I'm sensing you have been burned badly by VoIP... which is too bad. I'm going to step out of the conversation since no one but you is likely to "win". Which isn't a bad thing, but trying to help someone understand a bit more about how some VoIP providers actually work now a days, who have already made up their mind... it's just not worth the effort. Certainly it's not helping others on this list. -Bret Bret Palsson Sr. Network & Systems Administrator Jive Communications, Inc. www.getjive.com Sent from my iPad On Mar 1, 2011, at 9:15 PM, Jay Ashworth <jra@baylink.com> wrote:
----- Original Message -----
From: "Nathan Eisenberg" <nathan@atlasnetworks.us>
"What everyone is actually *selling* commercially, except for cable providers, is *not* VoIP; it's a subset of that: VoN; Voice Over Internet; where the IP transport *goes over the public internet*, and through whatever exchange points may be necessary to get from you to the provider.
This is utterly irrelevant to the topic at hand (What vexes VoIP users/providers).

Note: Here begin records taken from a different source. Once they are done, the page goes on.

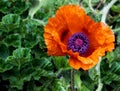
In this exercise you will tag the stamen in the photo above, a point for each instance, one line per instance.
(78, 42)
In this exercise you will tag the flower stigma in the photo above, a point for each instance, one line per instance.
(78, 42)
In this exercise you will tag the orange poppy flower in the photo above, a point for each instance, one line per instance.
(71, 32)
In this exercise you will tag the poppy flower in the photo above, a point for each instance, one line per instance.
(72, 32)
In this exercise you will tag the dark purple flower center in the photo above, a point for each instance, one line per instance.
(78, 42)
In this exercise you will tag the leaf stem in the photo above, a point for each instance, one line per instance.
(100, 85)
(72, 80)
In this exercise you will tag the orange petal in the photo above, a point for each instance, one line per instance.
(74, 17)
(52, 45)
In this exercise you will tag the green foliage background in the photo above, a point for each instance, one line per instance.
(24, 63)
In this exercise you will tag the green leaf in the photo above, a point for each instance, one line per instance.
(14, 6)
(20, 56)
(116, 8)
(13, 40)
(31, 34)
(58, 85)
(4, 66)
(10, 22)
(4, 51)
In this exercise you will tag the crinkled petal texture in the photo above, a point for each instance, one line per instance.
(71, 19)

Further, it's ridiculous to say that something is a subset of something else, and yet not that something else. A1 cannot be a subtype of A without being A. A1 cannot be a subset of steak sauce without being steak sauce. Yes, it's a specific type of steak sauce, and is basically made of corn sugar, which may negate some of the issues with tomato-paste based steak sauces, but it is STILL a steak sauce, and is still relevant when talking about how many people put sauce on their steak as opposed to utilizing old fashioned steak rub.
I believe you have a polarity reversal in your reading of my post.

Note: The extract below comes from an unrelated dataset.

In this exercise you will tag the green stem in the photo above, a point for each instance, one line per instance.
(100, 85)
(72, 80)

VoN is a subset of VoIP; it is what providers who *advertise* VoIP are generally actually selling; it is much more prone to problems on the local IP loop and the backbone than the subset of VoIP which the cable company who's selling you the broadband is offering.
Cable companies are selling you *one hop* (maybe 2 or 3; certainly not 12-18), over a link with bandwidth protected from whatever may be going on on the Internet IP link they're also selling you; and which is therefore guaranteed to have better quality than whatever "VoIP" service it might be competing with."
Better?
Not really, because you're still arguing a point that doesn't matter. Is it Voice? Is it IP? Then it's VoIP. A lot of the issues are still relevant, and certainly the number of users can be said to count. The number of hops doesn't matter one iota. Is it not email if you're only 1 hop away from your SMTP server?
Aw, c'mon with the strawmen, Nathan. SMTP isn't latency, jitter, and dropped-packet sensitive and SIP/RTP is, and that's pretty obvious.
Yes, the number of hops and exchange points matters to VoIP in ways that it doesn't matter to SMTP and POP.
I will attempt, one more time, to clarify my original underlying point. Then, if you absolutely insist, I shall give up:
""" Lots of people sell PSTN gateway access via the TCP/IP public Internet.
Nearly all of them call this VoIP. It is, but that term is insufficiently specific to allow the comparison of this service with "VoIP" service offered as a "triple-play" by broadband/cable companies, because their service is "protected" in one fashion or another from many impairments which the service sold by those third-parties is prone to, by the nature of the differences in their transport.
Additionally, characterizing that third-party service solely as "VoIP" tends to give that term a bad reputation in other contexts, such as protected internal VoIP PBX service, in which it's perfectly suitable, even though Vonage is generally no better than mediocre. """
Did that more clearly explain why I'm unhappy with the fast and loose usage of the term VoIP in many contexts?